Editorial
Los gobiernos, independientemente del nivel que sea, buscan que su administración herede un sello en las obras que se llevan a cabo en su comunidad. Por eso, remodelan, levantan calles, cambian lámparas, ponen y retiran plantas. Gastan, pues.
Y no está mal si la ciudad lo necesita. Las comunidades también requieren irse adecuando a las necesidades de sus habitantes y muchas veces son ellos los que van marcando la pauta. Y otras veces, son las autoridades quienes las inventan.
Y es esto último, precisamente, lo que viene a desmoronar esa intención del sello del Gobierno: una buena intención se convierte en una carga, por el derroche que un proyecto ha significado. Pero puede más el ego, que cualquier prudencia.
El próximo año, Sinaloa, así como el resto del País, celebrará elecciones para renovar a sus autoridades y representantes.

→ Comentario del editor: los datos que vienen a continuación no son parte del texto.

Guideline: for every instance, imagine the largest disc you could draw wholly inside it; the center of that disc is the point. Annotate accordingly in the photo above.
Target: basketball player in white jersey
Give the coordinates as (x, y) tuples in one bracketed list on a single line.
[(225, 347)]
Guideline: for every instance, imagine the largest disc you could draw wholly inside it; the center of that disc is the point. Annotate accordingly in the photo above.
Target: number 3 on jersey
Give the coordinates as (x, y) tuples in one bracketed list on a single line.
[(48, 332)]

Habrá de elegirse con criterios partidistas, si así lo desean, con criterios de conveniencia, cuando así obedece a la razón, o con un criterio razonado, cuando se piensa en la colectividad.
Sin embargo, en los procesos electorales anteriores han sido escasas las alternativas que los contendientes ofrecen para razonar el voto y elegir la mejor opción.

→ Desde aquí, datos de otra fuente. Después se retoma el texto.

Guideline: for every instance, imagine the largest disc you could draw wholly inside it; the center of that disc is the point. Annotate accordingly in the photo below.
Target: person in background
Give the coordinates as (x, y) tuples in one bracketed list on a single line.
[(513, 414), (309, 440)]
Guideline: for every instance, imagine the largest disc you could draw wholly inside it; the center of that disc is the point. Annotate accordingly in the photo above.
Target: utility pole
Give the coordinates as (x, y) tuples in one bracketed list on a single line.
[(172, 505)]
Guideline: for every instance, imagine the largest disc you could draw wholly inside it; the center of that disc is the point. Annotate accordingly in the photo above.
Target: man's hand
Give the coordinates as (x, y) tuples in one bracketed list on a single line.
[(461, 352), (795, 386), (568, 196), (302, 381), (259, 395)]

La obra pública en las comunidades se sigue improvisando y más que atender proyectos de largo plazo, atienden a los deseos de quien gobierna.
Por eso, es que un color se cambia por otro, una planta sustituye a otra, un paseo cambia de imagen o a una calle se le inventa un defecto para cambiarla.
En lo que compete al caso de Sinaloa, el escenario ideal es que la obra pública empiece a atender las necesidades a largo plazo, que hagan a sus ciudades más habitables y que haya continuidad en los proyectos puestos en marcha.
Los partidos políticos podrían empezar por ahí con sus propuestas de gobierno. Luego los candidatos. Y claro, también los ciudadanos. Las ciudades ahorrarían mucho dinero. Y ese sello beneficiaría a todos.